5. Le 8 septembre 2005, le président du Conseil des anciens, George P. Ermineskin, a écrit au chef Minde au sujet de l’enquête.
6. Le 19 septembre 2005, le président du Conseil des anciens a écrit au Conseil tribal/à l’Administrateur pour l’informer que le Conseil des anciens lui demandait instamment de mettre en application la suspension du chef Minde.
7. Le 22 septembre 2005, les anciens ont semble‑t‑il convoqué une assemblée générale des membres de la Nation, à laquelle ont assisté 103 des 3 500 membres. La résolution suivante a alors été adoptée (dossier de réplique du demandeur, page 103) :
[traduction]
Il est résolu que nous, les membres de la Tribu d’Ermineskin, par les présentes, enjoignons au Conseil des anciens de la Tribu d’Ermineskin – que nous appuyons et à qui nous accordons pleins pouvoirs à cette fin – de mettre en application la suspension du chef George L. Minde pour une période maximale de quatorze (14) jours, pendant laquelle il devra comparaître à une audience devant le Conseil des anciens, faute de quoi il sera automatiquement destitué de son poste de chef de la Tribu d’Ermineskin, en plus de ne pouvoir se porter candidat ou occuper un poste de dirigeant ou à caractère financier pendant dix ans dans le cadre du Système tribal d’Ermineskin.

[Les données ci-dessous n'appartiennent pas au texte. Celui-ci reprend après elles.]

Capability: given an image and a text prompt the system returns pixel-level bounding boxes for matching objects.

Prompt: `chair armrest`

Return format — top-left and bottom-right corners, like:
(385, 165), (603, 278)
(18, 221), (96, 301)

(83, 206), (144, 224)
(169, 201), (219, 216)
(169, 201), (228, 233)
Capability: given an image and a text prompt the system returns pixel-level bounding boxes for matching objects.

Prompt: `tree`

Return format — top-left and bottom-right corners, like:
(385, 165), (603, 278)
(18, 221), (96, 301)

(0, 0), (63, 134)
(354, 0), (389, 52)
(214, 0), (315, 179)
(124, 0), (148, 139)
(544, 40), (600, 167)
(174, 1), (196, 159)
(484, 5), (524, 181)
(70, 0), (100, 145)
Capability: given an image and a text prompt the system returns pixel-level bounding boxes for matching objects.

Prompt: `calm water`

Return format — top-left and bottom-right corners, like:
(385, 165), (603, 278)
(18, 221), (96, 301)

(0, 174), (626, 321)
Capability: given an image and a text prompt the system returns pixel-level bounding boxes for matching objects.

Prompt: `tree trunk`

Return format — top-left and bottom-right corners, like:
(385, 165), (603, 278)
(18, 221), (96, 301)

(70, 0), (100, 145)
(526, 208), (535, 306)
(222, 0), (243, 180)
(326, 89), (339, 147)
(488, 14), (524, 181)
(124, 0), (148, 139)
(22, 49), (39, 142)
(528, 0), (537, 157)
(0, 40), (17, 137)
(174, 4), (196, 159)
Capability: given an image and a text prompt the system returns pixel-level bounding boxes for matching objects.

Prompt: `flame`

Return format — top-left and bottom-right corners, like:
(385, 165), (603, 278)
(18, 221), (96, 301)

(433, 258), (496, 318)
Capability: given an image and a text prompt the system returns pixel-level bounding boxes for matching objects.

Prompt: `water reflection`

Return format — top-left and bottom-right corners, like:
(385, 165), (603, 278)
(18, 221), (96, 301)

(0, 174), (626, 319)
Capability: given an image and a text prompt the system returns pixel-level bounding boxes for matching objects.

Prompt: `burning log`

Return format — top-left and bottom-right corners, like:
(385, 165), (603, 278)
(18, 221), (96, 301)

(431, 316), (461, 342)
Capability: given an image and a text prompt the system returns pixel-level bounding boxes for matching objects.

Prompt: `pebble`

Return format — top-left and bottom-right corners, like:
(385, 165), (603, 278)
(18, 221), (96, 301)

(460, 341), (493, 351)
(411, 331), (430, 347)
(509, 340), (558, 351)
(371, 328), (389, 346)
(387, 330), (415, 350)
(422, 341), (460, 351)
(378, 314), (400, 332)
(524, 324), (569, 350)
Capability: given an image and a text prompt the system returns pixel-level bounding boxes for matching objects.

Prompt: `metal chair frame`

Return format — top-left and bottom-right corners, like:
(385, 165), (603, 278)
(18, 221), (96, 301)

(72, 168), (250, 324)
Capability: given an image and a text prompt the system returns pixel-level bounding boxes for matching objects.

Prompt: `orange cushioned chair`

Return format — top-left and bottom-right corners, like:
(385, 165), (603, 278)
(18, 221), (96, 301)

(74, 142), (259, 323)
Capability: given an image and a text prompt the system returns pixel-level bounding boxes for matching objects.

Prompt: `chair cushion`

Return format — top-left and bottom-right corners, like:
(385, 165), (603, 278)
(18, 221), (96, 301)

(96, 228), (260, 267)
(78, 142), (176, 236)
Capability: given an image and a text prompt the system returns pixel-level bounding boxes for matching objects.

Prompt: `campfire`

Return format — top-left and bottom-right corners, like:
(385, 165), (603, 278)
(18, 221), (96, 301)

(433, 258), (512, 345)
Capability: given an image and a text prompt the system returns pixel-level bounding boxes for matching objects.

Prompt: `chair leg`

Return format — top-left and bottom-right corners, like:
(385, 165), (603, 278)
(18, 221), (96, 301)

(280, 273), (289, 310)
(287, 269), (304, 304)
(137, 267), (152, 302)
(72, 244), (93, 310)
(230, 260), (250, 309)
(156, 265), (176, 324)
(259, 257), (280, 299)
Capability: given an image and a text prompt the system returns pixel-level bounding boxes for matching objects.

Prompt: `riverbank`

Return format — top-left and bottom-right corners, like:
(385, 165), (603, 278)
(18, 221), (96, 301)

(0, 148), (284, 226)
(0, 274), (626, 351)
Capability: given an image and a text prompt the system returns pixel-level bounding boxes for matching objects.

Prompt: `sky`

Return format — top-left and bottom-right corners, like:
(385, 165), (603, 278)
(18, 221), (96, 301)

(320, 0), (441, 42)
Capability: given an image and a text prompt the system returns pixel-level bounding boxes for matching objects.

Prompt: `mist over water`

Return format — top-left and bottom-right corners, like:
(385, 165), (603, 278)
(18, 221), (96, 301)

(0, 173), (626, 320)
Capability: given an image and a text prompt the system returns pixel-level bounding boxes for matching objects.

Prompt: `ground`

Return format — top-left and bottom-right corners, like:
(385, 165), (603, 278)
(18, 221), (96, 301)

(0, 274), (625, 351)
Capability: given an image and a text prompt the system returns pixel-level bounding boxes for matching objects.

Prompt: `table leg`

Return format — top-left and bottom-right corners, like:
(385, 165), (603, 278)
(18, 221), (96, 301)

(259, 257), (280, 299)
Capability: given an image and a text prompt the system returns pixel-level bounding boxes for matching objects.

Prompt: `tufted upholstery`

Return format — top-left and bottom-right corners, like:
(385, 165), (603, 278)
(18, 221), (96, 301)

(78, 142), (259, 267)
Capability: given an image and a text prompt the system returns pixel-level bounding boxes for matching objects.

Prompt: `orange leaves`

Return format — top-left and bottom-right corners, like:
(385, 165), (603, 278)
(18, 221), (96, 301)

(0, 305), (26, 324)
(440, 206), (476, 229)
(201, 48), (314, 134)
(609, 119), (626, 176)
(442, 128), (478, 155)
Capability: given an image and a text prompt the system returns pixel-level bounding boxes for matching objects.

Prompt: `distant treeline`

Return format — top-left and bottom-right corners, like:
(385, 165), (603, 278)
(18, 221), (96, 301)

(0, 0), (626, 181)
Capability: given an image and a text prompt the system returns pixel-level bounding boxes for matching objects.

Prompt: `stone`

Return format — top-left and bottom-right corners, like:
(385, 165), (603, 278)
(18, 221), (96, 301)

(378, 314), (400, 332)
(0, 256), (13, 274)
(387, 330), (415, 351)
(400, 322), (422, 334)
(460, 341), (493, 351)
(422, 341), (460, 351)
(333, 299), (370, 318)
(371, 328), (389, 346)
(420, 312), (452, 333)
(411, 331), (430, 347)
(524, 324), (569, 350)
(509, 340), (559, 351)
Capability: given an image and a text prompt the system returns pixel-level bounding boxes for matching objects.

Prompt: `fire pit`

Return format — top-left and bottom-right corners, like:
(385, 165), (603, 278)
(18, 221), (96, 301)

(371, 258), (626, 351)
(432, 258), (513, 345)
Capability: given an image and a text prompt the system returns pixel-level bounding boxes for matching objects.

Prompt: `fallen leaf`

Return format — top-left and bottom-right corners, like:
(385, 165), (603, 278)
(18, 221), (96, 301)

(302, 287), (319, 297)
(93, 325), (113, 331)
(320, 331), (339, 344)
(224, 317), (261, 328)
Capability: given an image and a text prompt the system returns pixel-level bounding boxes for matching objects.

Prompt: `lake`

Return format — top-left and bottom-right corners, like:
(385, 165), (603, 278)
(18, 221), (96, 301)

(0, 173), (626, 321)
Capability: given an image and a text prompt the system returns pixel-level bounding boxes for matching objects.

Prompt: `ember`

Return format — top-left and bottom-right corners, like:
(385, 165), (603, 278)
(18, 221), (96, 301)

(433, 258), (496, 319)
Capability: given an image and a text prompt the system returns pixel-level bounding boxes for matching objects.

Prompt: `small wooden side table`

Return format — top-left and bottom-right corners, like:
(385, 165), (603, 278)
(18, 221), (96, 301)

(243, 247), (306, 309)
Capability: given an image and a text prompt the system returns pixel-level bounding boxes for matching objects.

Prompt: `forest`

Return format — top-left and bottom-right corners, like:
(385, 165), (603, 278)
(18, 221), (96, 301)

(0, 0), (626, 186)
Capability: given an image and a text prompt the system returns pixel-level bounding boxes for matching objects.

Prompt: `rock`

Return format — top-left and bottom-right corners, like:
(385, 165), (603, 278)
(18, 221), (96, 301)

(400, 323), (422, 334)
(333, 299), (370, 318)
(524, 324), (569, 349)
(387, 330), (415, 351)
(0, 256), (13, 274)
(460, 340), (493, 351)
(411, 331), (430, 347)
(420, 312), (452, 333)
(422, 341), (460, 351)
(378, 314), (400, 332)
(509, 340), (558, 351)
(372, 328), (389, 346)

8. Le 22 septembre 2005, le président du Conseil des anciens a écrit au chef Minde au sujet de sa suspension ainsi que de la motion adoptée le même jour. La lettre comportait un avis d’audition et informait le chef Minde que, s’il ne comparaissait pas devant les membres enquêteurs d’ici le 31 octobre 2005 au plus tard, il serait destitué à cette date de son poste de chef.
9. Dans le dossier des défendeurs sont reproduites (pages 28 et 29) des lettres du président du Conseil des anciens, George P. Ermineskin, datées des 5 et 12 octobre 2005 et traitant de la convocation d’une réunion du Conseil tribal d’Ermineskin et de [traduction] « l’adoption/la mise en application de la décision du Conseil des anciens concernant le chef Minde et Bob Small [relativement à leurs violations délibérées…] ».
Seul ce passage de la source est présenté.